Mehdi Karroubi ran for president in 2009, along with fellow candidate Mir Hossein Mousavi. The results of those elections, which brought Mahmoud Ahmadinejad a second term, were widely disputed and followed by massive peaceful protests in Iran that came to be known as the Green Movement. The protests were violently crushed by the state in 2009.
Karroubi, Mousavi and Mousavi’s wife Zahra Rahnavard were placed under house arrest in February 2011, where they have remained for the last eight years, without charge or trial.
On December 30, 2018, Judiciary Spokesman Gholam-Hossein Mohseni Ejei claimed that in the 2009 election, Karroubi’s presidential campaign received financial backing from Saudi Arabia and other conservative Arab governments.
“I had information that his campaign was getting assistance even from Saudi Arabia and some countries in the Persian Gulf. There were signs pointing to it from the intelligence community as well as information from some of our own colleagues (in the judiciary),” Ejei said in an interview with Fars, the semi-official news agency affiliated with Iran’s Islamic Revolutionary Guards Corp (IRGC).
“At one point, I told [Mehdi Karroubi] that one of the women who went to his campaign headquarters was Iranian but she lived abroad and still had foreign ties. I asked him, ‘Aren’t you concerned that she might have been sent to carry out a mission inside your organization?’”
The judiciary official did not reveal the name of the alleged woman.
In response to allegations of financial backing from abroad, Karroubi’s son, Mohammad Taghi Karroubi, told the Center for Human Rights in Iran (CHRI) that the judiciary was making false claims to divert attention from the shame of keeping Karroubi, Mousavi and Rahnavard under house arrest for nearly eight years without a trial.
“Allegations of financial assistance to the Karroubi, or Mousavi, presidential campaigns are absolutely false, just like all the other allegations for which no evidence has been presented,” Mohammad Taghi said in an interview on January 5, 2019.
“During the past eight years … my father’s private and political affairs have been thoroughly investigated by the security and judicial authorities. In 2009, the Karroubi presidential campaign was the smallest one with the least amount of expenses and it did not receive any support before or after the elections from any country or international organization. That independence was the strength of the Green Movement during the 2009 protests.”
The opposition leader’s son continued: “Almost a decade has gone by since the incidents in 2009 and throughout this time the ruling establishment has tried to change the facts and fool the public. The authorities are always trying to deceive the people by smearing individuals without any proof.

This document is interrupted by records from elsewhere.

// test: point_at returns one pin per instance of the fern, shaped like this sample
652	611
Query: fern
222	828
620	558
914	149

They are not prepared to back their claims with solid evidence in an open trial.”
Mohammad Taghi added: “As my mother said in a recent letter, my father had the courage to express his views in support of the oppressed people. I wish the regime also had the courage to hold an open trial, or a public debate, about the 2009 events so that the people could better judge for themselves.”

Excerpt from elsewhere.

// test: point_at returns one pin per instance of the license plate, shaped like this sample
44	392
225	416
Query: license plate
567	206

In an open letter published in the opposition news site, Kalame, on January 1, 2019, Karroubi’s wife, Fatemeh Karroubi, called on the authorities to prove the latest allegations based on any evidence unearthed during massive searches.
“The judicial and security authorities, who on several occasions dug into our private and political lives during raids on our home and offices, know the truth more than anyone,” she wrote.

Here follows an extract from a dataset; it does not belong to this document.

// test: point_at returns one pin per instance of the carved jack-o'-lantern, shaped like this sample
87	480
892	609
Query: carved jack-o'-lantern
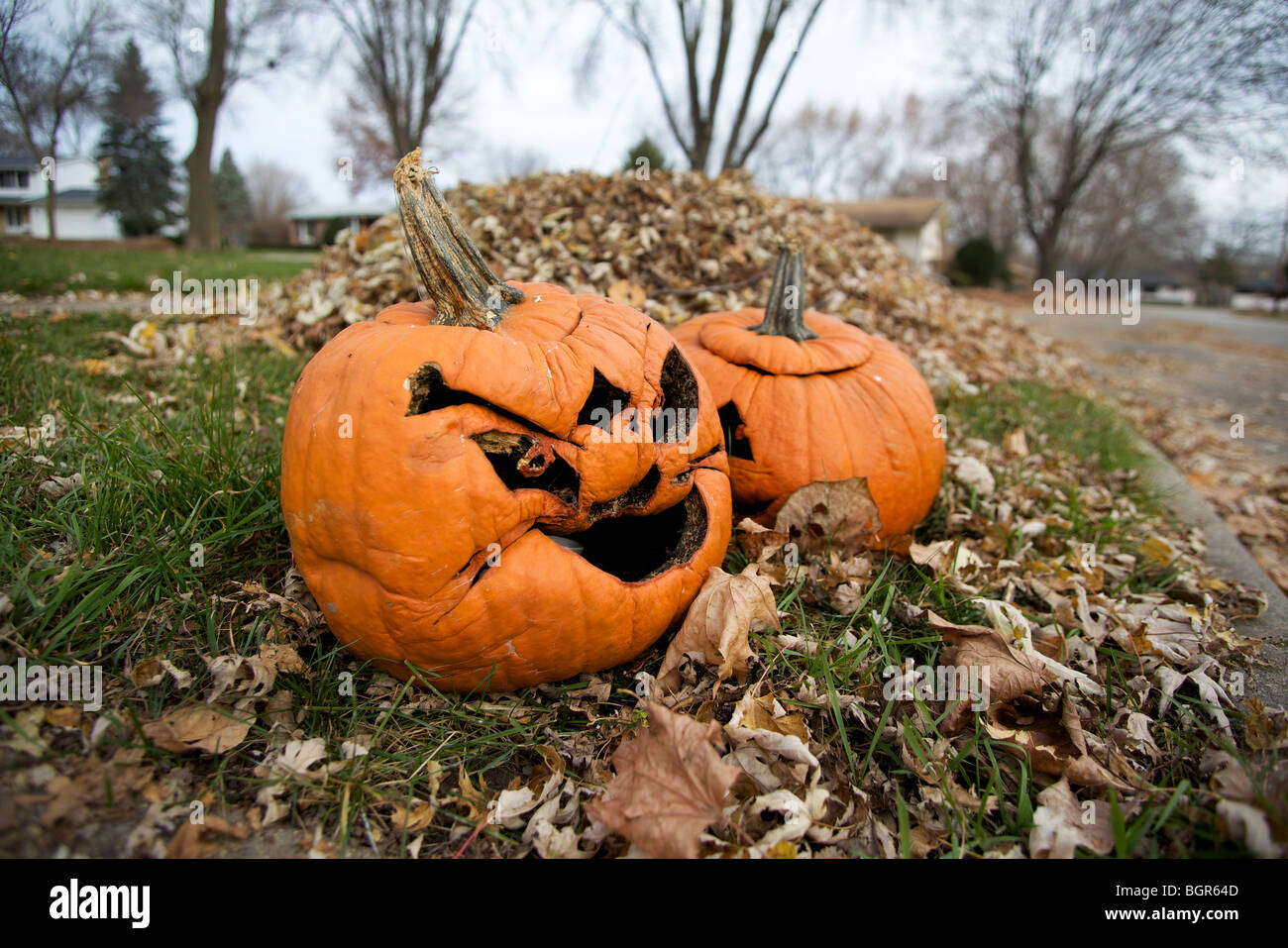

Fatemeh Karroubi also took offense to Ejei’s assertion that her husband’s punishment was light compared to the gravity of his role in leading the upheavals, along with Mousavi and Rahnavard, against the outcome of the controversial 2009 election.
“In his interview, Mr. Ejei described the eight years of extra-judicial and arbitrary house arrests as minimum punishment and again suggested that [the opposition leaders] deserved the death penalty… Karroubi will does not shake in the face of such ill winds,” she wrote.
Speaking to CHRI, Mohammad Taghi said his 81-year-old father is in good health.
“The house arrest has generally loosened up and there are no restrictions on the comings and goings of the children and relatives. To some extent they are living a normal life but they are still not allowed to have political contacts or communication with the people and this is unlawful. These unlawful controls on their lives that have been imposed for so many years must entirely end.”
He added: “We are hopeful that in the near future the authorities will put a complete end to the house arrests and those who have been denied the right to respond will be allowed to freely speak to the people. But if the intention is to continue the house arrests, then the authorities should give them the opportunity to appear in an open court so that at least they could to respond to the accusations.”